Казалось, что могло быть необычного в этом кратком диалоге? Но он почему то крепко засел в моей памяти…

– Во время мертвого часа и врачебных обходов радио не включать! – строго приказала медсестра и вышла из палаты.

Фарид, будто привязанный к ней, тоже исчез.

– Отправились трахаться, – презрительно фыркнул Алексей Федорович, вытаскивая из тайника, о существовании которого знают все, начиная от санитарки и кончая начальником отделения, очередную сигарету. – Был бы я не на костылях, обязательно прознал бы, как устраиваются молодые. Бедной Мариамке и раздеться то нельзя – вдруг позовут больные. Или – дежурный врач… А заниматься любовью в одежде, все одно, что жевать конфету в обертке. Никакого тебе удовольствия – одно расстройство…

– Да, это тебе не вира майна, – подтвердил появившийся Петро. – Шуруй и оглядывайся.

Бледный, лицо потное – нелегко далась ему прогулка в туалет. Похоже, он не врубился в суть высказываний соседа – подтвердил по привычке.

– У нас на стройке был интересный случай…

А где Трифонов? Жаль, бедро мешает – прогуляться бы, выяснить, по какой надобности задержался водитель грузовика с лошадиным лицом.

Впервые во мне шевельнулось противное чувство жалости к себе. И негодование в адрес Николая. Использует Гошев больного человека в своих целях, заставляет напрягаться, следить, анализировать… До чего же это бессовестно и мерзко!

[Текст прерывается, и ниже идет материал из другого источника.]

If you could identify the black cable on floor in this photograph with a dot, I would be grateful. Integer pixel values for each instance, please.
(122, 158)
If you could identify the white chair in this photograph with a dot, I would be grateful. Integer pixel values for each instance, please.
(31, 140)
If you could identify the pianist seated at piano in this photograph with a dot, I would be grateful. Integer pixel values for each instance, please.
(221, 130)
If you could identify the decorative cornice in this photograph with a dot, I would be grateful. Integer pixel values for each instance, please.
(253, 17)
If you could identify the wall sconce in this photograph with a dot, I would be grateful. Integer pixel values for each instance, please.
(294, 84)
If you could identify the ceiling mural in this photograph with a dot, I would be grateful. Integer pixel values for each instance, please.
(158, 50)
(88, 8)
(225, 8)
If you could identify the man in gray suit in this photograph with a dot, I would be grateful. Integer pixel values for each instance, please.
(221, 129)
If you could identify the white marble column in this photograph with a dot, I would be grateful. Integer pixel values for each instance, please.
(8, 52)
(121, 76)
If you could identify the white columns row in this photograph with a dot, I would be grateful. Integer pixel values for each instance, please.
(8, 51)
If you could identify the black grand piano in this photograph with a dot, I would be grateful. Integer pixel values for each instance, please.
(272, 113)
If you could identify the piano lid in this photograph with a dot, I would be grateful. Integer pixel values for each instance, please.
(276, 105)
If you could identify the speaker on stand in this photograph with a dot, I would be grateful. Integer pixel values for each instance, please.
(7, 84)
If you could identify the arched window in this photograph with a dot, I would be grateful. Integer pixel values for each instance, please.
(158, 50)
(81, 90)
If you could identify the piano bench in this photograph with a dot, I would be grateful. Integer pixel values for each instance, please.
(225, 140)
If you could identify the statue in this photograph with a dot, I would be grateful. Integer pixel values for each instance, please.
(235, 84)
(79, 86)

То, что я сам дал согласие, мало того – настоял, успело забыться…

А по палате разноцветным мячиком запрыгала беседа о любовных приключениях некоего прораба то с нормировщицей, то с бригадиршей. С сексуальными подробностями и слюнявыми деталями. Гена отвернулся, сделал вид' – заснул. Стыдлив калека не по мужски, не мужик – красная девица из русских народных сказок.

Зато куряка – в восторге. Фыркает, вытирает ладонью мокрый рот. Время от времени подбрасывает рассказчику острые камушки наспех придуманных деталей. Тот охотно подхватывает их и вплетает в свое, кажущееся ему довольно остроумным, повествование. Оба хохочут.

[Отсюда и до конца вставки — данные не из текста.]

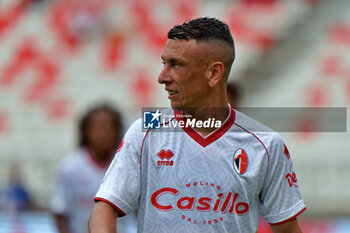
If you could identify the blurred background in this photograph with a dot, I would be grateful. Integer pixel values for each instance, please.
(59, 58)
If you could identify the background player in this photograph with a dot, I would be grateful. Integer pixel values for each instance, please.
(80, 173)
(219, 180)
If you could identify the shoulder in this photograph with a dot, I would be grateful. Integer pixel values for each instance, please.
(267, 137)
(136, 131)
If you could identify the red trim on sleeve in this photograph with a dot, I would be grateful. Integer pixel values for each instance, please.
(296, 215)
(120, 212)
(267, 152)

Мне не до любовных сюсюканий, и не до поз, которые принимают находчивые любовники. Адски болит воспаленный шов, кружится голова… Прошел день лечения, но ни уколы, ни перевязки, ни ковыряние в ране на температуру не подействовали – зашкалилась, она на отметке тридцать восемь. В полусне мелькают обрывки безумных видений…… Куряка, отбросив костыли, толкает какую то древнюю старушку под колеса электрички. При этом он злобно орет, отталкивая безногого, который пытается спасти бабушку… «Отправляйся к своим омам амперам, не мешай мне дело делать».

Старушка падает на колени, молит о пощаде… Электричка уже рядом, гудит, ревет в полный машинный голос…

… Веснушчатый доктор толкает каталку. В ней – две пары ног: отрезанные, в сгустках крови – Генины, и, покрытые язвами, залитые гноем – Фарида. Везет ужасный груз и похваляется: оформился на полставки санитаром, чьи еще ноги доставить к унитазу?

… Петро, подцепив огромным крюком мое ноющее бедро, кричит куда то в потолок: «Вира!» Крюк пробил нарыв, из разреза сочится что то бело красное… Нужно срочно звать на помощь… Просить «такелажника» вытащить крюк!!! Но из горла – хрипы!

… Нефедова, поводя накрашенными глазками, шепчет: «Ты ищешь вора в законе? Хочешь, помогу? Сам себя ищешь, вот что!» И хохочет, выдвигая нижнюю челюсть…

Очнулся от странных сновидений, когда уже стемнело.